METHODS: Totally 40 neonatal rats were randomly allocated into 6 groups: normal group of postpartum 28 days(NorP28), normal group of postpartum 35 days(NorP35), normal group of postpartum 42 days(NorP42), monocular deprivation group of postpartum 28 days(MDP28), monocular deprivation group of postpartum 35 days(MDP35)and monocular deprivation group of postpartum 42 days(MDP42). For the MD model, we sutured together the right eyelids of rats at postpartum 21 days. A subset of rats at each time points were killed, then the retinas were removed and frozen for detecting the expression pattern of BDNF and its receptor TrkB by means of Western blot and immunohistochemistry.

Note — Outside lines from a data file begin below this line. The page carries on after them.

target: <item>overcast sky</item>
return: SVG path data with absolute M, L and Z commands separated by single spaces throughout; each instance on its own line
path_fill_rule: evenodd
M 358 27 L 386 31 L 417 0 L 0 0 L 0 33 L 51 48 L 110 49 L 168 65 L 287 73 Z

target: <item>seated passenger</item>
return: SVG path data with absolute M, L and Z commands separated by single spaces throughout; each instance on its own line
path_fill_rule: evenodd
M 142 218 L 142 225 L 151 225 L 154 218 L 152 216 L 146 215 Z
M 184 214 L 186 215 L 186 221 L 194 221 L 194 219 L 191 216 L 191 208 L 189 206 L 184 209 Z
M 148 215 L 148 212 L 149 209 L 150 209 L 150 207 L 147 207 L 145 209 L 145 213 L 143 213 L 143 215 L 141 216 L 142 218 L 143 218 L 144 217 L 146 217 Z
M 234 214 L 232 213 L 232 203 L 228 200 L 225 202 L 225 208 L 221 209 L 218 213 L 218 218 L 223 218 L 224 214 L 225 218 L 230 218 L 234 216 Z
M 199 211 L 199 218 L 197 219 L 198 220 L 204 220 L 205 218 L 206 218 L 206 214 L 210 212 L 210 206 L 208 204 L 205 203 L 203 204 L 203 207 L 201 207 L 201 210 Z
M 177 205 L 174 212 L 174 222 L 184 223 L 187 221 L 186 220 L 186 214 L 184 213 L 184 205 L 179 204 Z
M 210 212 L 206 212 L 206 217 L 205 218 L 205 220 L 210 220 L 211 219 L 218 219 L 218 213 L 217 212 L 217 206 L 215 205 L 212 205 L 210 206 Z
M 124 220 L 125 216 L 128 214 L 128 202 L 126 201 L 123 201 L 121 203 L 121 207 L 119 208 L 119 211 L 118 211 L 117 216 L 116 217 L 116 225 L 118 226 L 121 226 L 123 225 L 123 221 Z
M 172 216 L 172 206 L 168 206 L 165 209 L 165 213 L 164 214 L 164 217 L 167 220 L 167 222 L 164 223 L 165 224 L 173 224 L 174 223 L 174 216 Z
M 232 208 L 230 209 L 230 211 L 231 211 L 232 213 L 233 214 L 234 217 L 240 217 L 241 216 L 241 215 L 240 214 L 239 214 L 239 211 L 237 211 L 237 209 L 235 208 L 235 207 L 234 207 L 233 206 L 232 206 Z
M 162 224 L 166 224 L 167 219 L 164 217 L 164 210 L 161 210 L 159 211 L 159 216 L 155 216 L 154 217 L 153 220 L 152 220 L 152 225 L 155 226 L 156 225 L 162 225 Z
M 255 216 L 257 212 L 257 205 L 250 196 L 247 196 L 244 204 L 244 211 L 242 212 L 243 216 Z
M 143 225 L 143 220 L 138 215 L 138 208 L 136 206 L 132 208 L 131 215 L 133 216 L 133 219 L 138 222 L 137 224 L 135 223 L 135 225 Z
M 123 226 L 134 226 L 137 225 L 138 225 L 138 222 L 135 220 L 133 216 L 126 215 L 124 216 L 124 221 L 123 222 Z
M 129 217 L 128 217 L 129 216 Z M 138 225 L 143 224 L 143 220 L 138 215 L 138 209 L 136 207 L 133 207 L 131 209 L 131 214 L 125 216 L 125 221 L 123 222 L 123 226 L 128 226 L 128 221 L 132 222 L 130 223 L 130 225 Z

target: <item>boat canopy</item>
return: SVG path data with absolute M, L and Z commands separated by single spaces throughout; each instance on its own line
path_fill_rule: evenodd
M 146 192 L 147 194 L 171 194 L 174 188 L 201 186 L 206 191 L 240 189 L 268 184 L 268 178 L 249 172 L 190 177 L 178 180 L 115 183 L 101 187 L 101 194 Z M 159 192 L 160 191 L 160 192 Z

RESULTS: During the visual development critical period, the expression of BDNF and TrkB receptor had no significant change with the growth of age. After the early monocular deprivation, BDNF and TrkB receptor were significantly increased its expression at postpartum 28 days, then decreased at postpartum 35 days and maintained a steady level between postpartum 35 days to postpartum 42 days. BDNF expressed in ganglion cell layer, inner nuclear layer and outer nuclear layer of retina, while TrkB receptor expressed only in ganglion cell layer. In response to MD, the expression of BDNF and TrkB receptor positive cells was dramatically up-regulated in ganglion cell layer at postpartum 28 days, and then decreased gradually at postpartum 35 days to postpartum 42 days.

CONCLUSION: The expression of BDNF and its TrkB receptor presents a visual-experience dependency, and they participate in the onset of monocular deprivation amblyopia.